American Air Parcel Forwarding Co. v. United States

Landis, Judge:

In this action involving the valuation of made-to-measure clothing produced in Hong Kong, plaintiffs move for a preliminary injunction pursuant to Rule 65 of this Court.

The court held a hearing on the preliminary injunction motion and, during the hearing, denied defendant’s motion to dismiss the action (R-9). Defendant further moved to quash certain subpoenae duces tecum and for a protective order regarding certain documents. The court reserved ruling as to the documents in issue, ordering that they be produced for an in camera inspection to determine whether they could be released to opposing counsel. The court permitted the subpoenaed witnesses to testify only as to matters outside the scope of the documents submitted for the in camera inspection.
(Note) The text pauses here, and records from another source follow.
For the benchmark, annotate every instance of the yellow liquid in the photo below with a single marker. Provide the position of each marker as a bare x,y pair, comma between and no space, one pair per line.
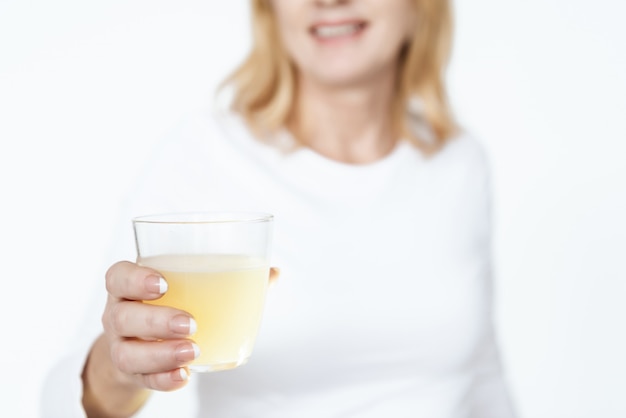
225,294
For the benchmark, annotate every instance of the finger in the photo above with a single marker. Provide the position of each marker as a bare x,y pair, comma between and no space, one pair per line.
141,320
126,280
165,381
274,273
147,357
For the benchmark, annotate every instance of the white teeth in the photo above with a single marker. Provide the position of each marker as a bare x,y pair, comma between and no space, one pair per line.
336,30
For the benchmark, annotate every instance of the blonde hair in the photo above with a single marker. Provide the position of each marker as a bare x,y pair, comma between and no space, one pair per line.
264,85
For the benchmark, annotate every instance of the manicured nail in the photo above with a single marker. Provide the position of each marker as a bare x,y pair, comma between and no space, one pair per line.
182,374
184,325
187,352
156,284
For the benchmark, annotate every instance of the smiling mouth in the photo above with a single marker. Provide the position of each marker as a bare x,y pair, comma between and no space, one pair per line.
335,31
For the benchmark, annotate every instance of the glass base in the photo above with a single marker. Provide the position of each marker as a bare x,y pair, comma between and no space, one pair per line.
216,367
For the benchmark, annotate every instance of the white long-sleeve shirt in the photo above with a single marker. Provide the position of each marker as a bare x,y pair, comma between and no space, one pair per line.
384,305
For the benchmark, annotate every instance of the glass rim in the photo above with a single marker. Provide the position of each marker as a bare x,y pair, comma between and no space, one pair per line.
202,218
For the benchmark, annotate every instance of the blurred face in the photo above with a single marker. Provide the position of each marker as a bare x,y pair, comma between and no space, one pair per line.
344,42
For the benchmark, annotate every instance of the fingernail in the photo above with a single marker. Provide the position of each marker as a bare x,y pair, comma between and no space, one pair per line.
182,375
187,352
184,325
156,284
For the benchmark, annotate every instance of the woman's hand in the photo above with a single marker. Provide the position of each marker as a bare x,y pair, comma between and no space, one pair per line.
143,346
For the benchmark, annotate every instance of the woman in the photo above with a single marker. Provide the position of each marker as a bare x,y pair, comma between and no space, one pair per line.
339,127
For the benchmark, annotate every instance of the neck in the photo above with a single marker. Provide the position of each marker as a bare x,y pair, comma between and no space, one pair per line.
347,124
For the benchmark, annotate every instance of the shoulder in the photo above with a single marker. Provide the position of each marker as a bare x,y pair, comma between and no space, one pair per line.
465,150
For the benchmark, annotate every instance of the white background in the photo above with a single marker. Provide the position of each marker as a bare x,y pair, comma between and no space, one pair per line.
87,87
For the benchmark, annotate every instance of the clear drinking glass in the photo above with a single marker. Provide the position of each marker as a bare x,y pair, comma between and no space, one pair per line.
217,269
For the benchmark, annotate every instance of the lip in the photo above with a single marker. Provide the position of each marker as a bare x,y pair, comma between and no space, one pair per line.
338,30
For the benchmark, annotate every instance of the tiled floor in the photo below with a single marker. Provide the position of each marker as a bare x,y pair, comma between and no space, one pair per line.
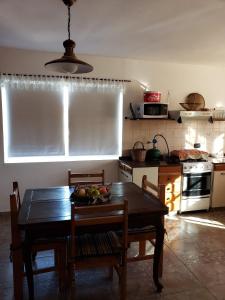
194,265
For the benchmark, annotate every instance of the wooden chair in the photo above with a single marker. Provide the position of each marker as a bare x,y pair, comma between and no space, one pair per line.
101,248
17,253
142,235
87,178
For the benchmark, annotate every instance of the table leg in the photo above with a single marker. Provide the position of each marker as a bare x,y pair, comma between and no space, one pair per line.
27,257
157,255
17,260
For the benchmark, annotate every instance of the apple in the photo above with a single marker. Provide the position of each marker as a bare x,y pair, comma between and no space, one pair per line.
82,192
103,190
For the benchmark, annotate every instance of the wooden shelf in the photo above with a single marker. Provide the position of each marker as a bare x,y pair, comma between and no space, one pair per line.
148,119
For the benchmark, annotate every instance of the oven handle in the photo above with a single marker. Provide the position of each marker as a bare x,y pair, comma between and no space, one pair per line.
200,173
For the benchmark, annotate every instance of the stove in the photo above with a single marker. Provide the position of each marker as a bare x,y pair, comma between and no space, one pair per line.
197,166
196,185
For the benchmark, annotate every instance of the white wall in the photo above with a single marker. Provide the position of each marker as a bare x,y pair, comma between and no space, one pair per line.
178,79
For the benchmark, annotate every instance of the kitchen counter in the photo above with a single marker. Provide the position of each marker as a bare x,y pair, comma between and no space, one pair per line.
135,164
219,160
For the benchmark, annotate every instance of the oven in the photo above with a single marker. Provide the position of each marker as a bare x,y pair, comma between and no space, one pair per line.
196,186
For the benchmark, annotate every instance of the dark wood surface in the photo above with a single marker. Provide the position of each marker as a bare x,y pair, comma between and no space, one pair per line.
52,205
46,212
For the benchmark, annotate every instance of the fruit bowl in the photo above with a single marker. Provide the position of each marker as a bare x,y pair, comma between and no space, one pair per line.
89,195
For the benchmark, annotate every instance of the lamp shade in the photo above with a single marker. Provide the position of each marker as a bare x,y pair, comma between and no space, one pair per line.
68,63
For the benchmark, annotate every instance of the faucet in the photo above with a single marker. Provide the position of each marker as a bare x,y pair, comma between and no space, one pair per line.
155,141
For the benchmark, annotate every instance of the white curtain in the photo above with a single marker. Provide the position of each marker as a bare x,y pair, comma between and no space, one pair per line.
35,122
93,121
60,117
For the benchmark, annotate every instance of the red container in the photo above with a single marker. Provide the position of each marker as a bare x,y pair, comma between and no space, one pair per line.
152,96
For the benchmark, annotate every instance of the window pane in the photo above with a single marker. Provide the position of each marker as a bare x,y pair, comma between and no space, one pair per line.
35,122
93,121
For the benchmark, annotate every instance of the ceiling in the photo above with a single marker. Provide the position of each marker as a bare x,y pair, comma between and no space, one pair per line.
183,31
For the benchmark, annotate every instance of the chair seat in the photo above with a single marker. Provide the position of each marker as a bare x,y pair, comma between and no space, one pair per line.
99,244
139,230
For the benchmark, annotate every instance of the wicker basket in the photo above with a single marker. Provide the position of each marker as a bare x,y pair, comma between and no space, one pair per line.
138,154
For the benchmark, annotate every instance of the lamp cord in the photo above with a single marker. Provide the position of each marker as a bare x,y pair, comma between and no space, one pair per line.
68,27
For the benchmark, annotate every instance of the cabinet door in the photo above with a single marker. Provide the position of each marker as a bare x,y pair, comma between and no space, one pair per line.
151,172
218,199
171,177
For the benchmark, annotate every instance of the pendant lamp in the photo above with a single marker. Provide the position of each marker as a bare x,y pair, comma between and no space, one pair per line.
69,63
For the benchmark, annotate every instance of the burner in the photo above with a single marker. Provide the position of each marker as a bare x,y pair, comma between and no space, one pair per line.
193,160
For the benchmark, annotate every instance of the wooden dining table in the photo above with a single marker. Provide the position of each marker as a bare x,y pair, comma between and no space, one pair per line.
46,212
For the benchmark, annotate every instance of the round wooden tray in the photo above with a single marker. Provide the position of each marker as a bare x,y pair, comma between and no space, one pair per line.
194,101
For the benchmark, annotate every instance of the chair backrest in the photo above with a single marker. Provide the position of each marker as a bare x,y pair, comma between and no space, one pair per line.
17,193
158,191
103,214
86,178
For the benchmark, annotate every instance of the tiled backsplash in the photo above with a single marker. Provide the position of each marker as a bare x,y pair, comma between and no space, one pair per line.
179,136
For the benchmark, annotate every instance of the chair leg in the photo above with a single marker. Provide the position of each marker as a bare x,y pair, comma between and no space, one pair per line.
110,272
161,265
142,248
123,283
61,261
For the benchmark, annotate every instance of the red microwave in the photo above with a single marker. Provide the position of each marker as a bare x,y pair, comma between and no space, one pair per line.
148,110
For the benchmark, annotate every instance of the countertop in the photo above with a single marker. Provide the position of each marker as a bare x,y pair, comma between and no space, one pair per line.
218,160
135,164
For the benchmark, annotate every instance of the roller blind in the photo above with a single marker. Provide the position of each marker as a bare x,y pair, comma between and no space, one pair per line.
94,114
61,120
35,122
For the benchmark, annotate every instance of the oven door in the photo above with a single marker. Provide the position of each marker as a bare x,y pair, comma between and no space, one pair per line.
196,184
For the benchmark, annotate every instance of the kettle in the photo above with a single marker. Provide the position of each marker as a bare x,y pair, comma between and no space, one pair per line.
154,153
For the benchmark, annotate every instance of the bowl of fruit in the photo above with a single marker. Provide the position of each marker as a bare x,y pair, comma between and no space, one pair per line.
86,195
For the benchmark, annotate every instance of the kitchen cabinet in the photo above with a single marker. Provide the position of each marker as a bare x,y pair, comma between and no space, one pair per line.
151,172
170,176
217,195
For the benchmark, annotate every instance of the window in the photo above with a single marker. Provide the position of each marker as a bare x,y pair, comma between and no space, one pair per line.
57,120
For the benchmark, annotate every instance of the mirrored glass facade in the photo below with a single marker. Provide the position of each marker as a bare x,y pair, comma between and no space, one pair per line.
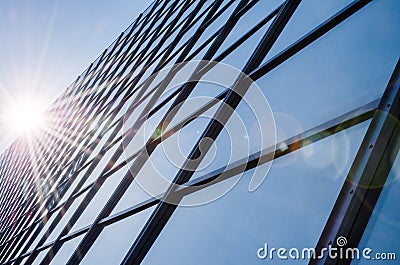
86,189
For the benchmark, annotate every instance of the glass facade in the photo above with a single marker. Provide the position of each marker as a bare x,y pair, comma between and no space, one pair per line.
316,163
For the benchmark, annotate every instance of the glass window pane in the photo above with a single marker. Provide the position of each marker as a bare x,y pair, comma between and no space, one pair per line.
108,250
289,209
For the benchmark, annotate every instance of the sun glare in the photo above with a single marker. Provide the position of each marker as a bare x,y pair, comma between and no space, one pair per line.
24,117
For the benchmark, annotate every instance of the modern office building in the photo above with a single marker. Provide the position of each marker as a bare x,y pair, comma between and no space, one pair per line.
148,159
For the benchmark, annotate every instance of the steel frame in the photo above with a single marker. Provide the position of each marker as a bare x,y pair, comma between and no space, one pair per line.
96,98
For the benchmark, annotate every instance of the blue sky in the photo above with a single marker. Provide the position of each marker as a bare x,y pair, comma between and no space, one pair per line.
46,44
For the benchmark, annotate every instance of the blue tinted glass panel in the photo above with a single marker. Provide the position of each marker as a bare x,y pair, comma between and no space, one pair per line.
289,209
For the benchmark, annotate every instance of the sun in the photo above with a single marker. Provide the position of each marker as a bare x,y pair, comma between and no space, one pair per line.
24,117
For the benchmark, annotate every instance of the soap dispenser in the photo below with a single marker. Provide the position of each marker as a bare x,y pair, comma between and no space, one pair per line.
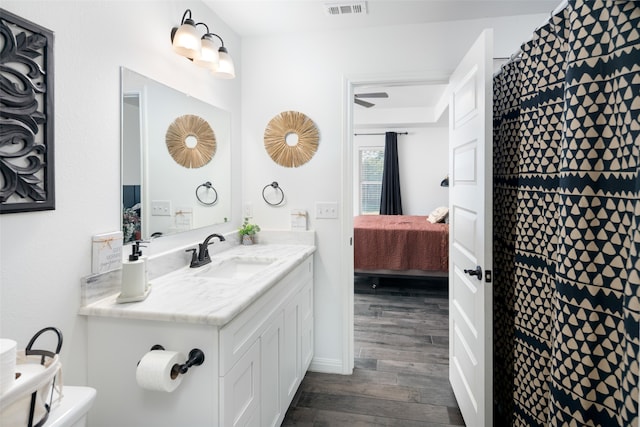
134,277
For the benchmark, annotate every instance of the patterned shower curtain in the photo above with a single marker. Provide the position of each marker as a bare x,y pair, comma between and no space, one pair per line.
567,221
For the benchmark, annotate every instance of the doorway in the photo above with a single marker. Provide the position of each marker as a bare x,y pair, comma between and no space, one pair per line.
351,86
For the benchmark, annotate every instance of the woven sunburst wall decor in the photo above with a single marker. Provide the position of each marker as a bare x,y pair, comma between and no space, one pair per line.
275,139
185,153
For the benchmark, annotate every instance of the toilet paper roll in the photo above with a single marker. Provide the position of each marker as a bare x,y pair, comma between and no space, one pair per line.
7,364
154,371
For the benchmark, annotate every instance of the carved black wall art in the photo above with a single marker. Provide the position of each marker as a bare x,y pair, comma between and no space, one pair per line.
26,116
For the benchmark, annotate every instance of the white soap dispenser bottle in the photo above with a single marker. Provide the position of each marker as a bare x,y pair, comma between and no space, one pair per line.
134,277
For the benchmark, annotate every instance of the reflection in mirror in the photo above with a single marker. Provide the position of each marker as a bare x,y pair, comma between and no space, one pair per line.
158,194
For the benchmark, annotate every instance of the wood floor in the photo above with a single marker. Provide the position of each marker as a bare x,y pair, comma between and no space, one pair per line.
401,366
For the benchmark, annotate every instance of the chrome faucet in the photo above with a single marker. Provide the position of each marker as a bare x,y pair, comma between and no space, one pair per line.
200,256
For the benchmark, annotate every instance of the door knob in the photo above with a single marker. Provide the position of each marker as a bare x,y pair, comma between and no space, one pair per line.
477,272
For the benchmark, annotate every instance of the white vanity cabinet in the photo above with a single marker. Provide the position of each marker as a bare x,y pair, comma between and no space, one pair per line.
265,352
254,362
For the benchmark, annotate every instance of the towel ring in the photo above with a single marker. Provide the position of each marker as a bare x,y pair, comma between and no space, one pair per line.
210,187
276,187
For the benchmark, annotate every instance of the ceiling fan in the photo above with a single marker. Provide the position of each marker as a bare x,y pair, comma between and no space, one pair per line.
357,98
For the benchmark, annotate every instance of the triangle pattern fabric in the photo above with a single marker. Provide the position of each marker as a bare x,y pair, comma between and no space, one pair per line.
567,221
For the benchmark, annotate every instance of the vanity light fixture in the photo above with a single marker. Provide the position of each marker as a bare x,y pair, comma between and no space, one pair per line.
202,50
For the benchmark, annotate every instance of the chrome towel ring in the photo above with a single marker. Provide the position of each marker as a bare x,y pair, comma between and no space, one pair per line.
277,189
207,185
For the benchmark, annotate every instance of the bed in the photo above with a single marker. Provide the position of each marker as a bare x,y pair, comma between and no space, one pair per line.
400,246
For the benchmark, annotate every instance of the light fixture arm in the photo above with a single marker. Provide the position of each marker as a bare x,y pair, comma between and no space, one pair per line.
184,17
214,34
200,48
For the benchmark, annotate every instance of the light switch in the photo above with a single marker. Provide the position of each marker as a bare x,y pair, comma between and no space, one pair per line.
326,210
161,207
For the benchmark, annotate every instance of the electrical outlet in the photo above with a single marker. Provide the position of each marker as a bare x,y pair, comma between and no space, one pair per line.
248,210
160,208
326,210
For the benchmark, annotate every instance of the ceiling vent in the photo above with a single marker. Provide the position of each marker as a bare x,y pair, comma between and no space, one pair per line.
346,8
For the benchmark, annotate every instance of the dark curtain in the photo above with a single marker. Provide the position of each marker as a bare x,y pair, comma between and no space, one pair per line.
390,200
567,221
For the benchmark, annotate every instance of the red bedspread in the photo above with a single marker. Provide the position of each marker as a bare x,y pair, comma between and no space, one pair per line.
400,242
Subsequently, the court promulgated a written order holding that documents related to an ongoing criminal proceeding which may be seriously impaired, if not completely abrogated, if the documents were released even under protective order. The court also ordered that both sides submit supplemental memoranda if they so desired.

After submission of said memoranda a further hearing was held on the preliminary injunction motion. Since the latter hearing *95plaintiffs have submitted a motion to file a supplemental memorandum of law, opposed by defendant and, additionally, have filed a motion for summary judgment.

The factual background indicates that on October 17, 1980, the United States Customs Service issued a ruling, Export Value: Du-tiability of Sales from Manufacturers to Distributors, C.S.D. 81-72, (TAA#10). This ruling was premised upon the facts that distributors in Hong Kong employ representatives who take orders from customers in the United States. The distributors then contract with various small tailoring establishments in Hong Kong to produce the garments.1 These tailors are responsible for all aspects of production including the purchasing of fabrics from piecegood houses. The tailors sell the completed garments to the distributors.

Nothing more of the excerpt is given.